Hace unos día ha muerto una mujer que por una temporada fue mi madre adoptiva. Murió poco a poco. Con la agonía ralentizada que provoca el cáncer. Fue una mujer guerrera, llena de energía y que peleó con el arma del buen humor contra la vida que tanto la martirizó. Pepi, mi tía dejó seis hijos y su muerte fue un llanto largo para ellos. Ella conoció su enfermedad mucho antes que Mikel muriera. Lo que en él fue un instante en ella fueron dos años.

Dos finales tan diferentes, y sin embargo es el mismo verbo. Morir.

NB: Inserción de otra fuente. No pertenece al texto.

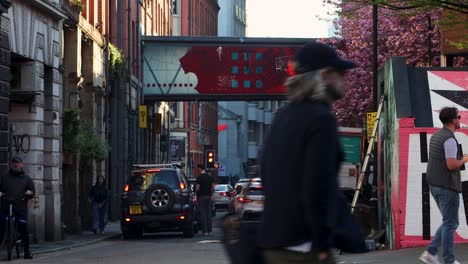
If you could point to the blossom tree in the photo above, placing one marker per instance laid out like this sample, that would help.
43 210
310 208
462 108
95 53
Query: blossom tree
398 35
409 29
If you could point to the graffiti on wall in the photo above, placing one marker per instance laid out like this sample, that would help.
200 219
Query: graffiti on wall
419 215
448 88
20 143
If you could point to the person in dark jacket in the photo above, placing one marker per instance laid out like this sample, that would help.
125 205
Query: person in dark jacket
17 186
443 176
300 160
99 196
205 188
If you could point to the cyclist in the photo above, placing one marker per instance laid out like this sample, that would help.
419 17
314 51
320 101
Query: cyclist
15 185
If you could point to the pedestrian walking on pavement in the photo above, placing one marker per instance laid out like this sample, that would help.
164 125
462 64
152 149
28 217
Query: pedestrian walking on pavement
443 176
17 185
99 197
300 161
204 188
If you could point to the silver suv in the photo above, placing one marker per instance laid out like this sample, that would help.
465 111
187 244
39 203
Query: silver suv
248 204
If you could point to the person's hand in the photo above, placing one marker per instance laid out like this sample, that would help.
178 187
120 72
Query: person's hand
465 158
323 256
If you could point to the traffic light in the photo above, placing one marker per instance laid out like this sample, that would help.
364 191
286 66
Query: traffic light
209 159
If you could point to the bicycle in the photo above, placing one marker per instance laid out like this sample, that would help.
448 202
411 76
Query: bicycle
11 237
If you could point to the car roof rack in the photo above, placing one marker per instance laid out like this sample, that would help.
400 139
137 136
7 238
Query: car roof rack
169 165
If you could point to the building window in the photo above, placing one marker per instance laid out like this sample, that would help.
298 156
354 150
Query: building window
252 135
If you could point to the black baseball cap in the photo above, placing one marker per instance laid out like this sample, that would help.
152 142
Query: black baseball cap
315 55
17 159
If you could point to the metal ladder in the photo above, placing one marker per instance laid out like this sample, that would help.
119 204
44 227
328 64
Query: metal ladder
370 147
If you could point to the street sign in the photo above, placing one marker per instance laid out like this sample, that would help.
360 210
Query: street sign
351 146
143 116
371 118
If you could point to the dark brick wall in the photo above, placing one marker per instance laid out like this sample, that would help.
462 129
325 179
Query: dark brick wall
5 77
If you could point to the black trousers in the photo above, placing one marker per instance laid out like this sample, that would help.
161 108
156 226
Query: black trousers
204 207
22 229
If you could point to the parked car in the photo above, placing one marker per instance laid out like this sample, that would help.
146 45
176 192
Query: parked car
248 204
157 199
222 195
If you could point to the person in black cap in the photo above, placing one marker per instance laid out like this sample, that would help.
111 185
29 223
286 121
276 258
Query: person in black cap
300 161
18 186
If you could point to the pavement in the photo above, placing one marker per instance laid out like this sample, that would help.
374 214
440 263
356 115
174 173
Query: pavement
87 238
401 256
73 241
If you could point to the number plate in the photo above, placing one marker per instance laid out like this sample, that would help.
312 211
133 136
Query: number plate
135 209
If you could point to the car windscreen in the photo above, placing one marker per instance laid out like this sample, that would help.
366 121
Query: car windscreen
141 181
255 191
221 188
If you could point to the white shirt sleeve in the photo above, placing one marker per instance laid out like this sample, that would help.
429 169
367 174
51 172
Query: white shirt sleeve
451 148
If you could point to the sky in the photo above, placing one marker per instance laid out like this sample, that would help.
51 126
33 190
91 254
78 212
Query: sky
286 18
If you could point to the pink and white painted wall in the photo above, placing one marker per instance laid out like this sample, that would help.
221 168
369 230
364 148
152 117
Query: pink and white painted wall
412 214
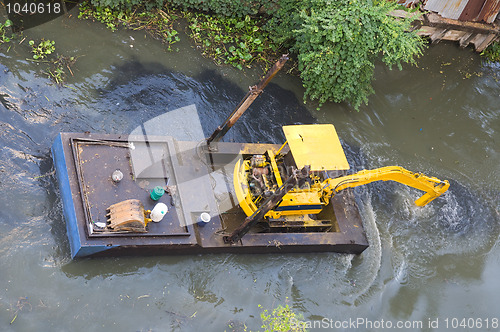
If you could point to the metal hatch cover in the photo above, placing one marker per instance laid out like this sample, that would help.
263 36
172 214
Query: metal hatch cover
316 145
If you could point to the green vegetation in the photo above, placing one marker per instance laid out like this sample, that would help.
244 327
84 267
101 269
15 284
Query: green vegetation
234 41
281 319
44 52
492 53
42 49
4 36
336 43
157 22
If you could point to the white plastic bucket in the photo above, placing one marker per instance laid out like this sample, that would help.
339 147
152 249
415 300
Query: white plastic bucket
158 212
204 219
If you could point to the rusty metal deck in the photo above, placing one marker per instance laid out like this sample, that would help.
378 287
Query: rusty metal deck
198 182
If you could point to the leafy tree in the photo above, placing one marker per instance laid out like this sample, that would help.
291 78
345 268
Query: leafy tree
339 41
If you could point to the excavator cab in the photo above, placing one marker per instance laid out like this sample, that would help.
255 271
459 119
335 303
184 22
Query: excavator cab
315 147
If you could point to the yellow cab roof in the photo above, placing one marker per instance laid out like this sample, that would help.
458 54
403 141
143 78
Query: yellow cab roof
316 145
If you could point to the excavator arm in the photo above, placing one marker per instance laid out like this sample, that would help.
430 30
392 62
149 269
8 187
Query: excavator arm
431 185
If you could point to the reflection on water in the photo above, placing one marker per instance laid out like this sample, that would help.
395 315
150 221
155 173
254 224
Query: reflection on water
441 118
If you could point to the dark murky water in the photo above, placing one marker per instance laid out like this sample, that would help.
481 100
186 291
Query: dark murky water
438 262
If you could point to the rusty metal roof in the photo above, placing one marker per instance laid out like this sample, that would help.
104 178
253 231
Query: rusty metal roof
465 10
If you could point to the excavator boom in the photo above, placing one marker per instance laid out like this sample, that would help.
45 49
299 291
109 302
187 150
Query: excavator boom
431 185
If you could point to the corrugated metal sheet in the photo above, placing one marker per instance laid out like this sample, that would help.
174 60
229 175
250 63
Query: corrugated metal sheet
447 8
465 10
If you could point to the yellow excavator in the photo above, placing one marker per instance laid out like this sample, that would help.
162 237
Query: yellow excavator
290 187
317 151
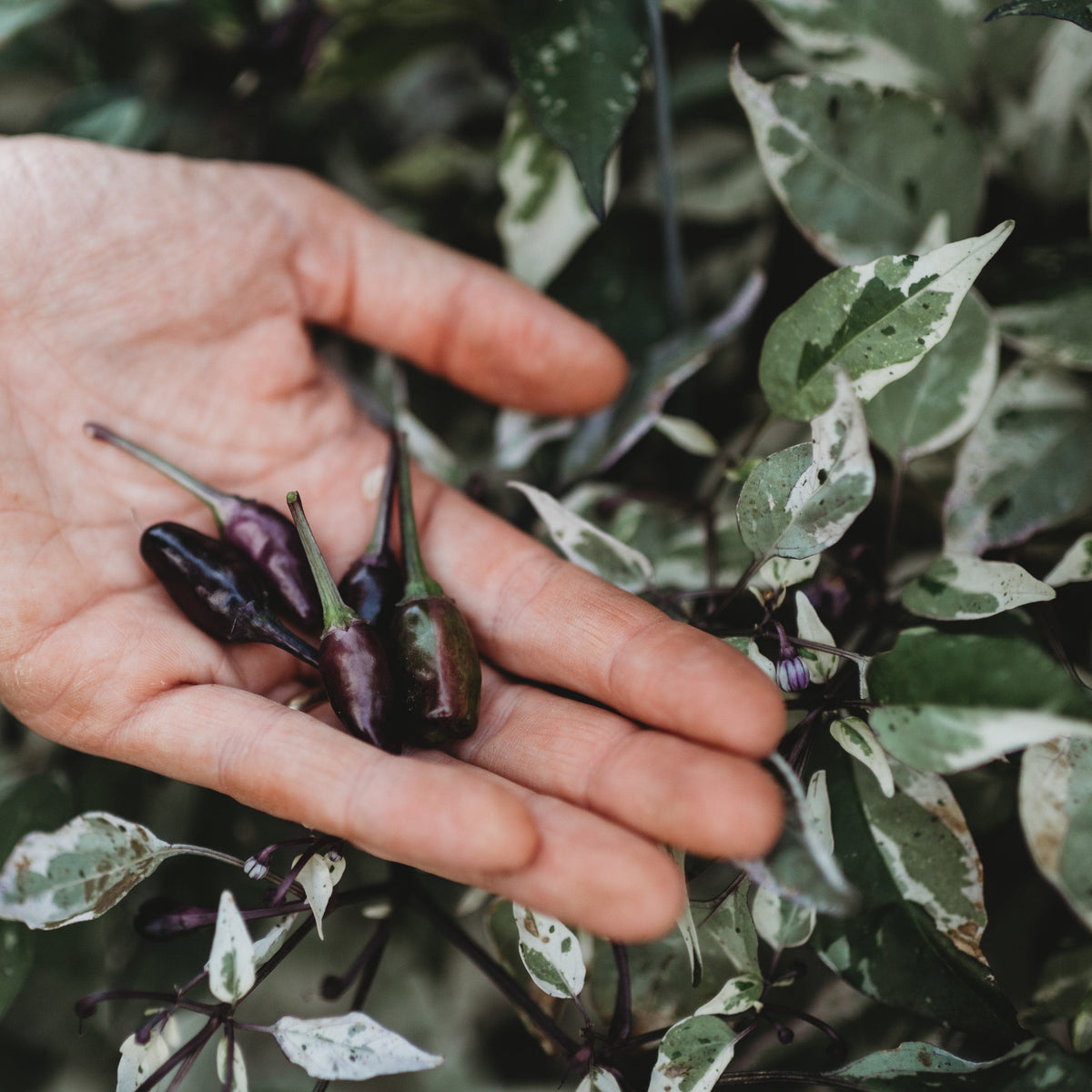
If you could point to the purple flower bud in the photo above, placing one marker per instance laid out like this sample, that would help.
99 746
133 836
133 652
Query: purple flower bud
792 675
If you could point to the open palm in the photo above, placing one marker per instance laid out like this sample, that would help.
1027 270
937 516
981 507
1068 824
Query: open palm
170 300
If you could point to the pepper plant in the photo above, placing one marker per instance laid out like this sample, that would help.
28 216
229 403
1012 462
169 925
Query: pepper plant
846 249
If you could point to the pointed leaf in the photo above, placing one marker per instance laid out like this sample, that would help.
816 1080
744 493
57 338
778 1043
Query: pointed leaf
1075 11
875 322
349 1047
579 66
551 953
544 217
693 1055
1036 430
1057 816
961 589
79 872
854 736
939 401
239 1082
687 927
232 962
318 878
855 194
1076 565
802 500
583 544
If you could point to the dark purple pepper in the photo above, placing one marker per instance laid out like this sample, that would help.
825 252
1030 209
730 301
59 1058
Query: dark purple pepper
352 659
217 589
372 583
436 663
260 531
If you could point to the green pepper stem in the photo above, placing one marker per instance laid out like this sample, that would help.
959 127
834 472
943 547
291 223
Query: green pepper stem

Hoy es el cumpleaños de mi hermana, la doctora, la de la lista de los remedios. Ella trabaja con la muerte. Acompaña a los enfermos más enfermos. A los viejitos que asustados huelen cerca el final. Los acompaña en los últimos instantes. Procura evitarles el dolor. Consuela a los familiares. Diariamente se codea con lo que nadie queremos ver. Con ella he aprendido que la muerte tiene derecho y obligación de ser digna.

Y sin embargo la muerte está ahí. Alguien dijo alguna vez que la vida es una enfermedad terminal que no tiene cura. La muerte es una compañera inseparable de la vida. Pero no es lo mismo la muerte como fin natural de algo que fue principio, que la muerte equivocada. La muerte injusta, la que llega con horario errado, la que no se corresponde, la que no deja a la vida que siga siendo, la que arranca proyectos e ilusiones, la provocada por la vida mala de otros, la fabricada por la obsesión del poder. Hay una muerte natural como paso final que completa el que comenzó con el primer paso. Es dolorosa para los que se quedan huérfanos del amor de esa persona que se va. Pero no es injusta. Es injusta la vida mal vivida. La muerte que viene después de la vida es necesaria. La que la interrumpe es injusta. Esta África que palpo, escucho y veo está invadida de esa muerte maldita.

¿Y todo esto a qué viene? A que hay que vivir la vida. A que no tiene repetición. A que quizá hay que buscarle las cosquillas para que se ría de sí misma y nos deje vivirla con pasión. Y que uno de los sentidos de la vida creo que es luchar contra la muerte injusta. Al menos eso a mí es lo que me da vida. Aunque me vaya la vida en ello.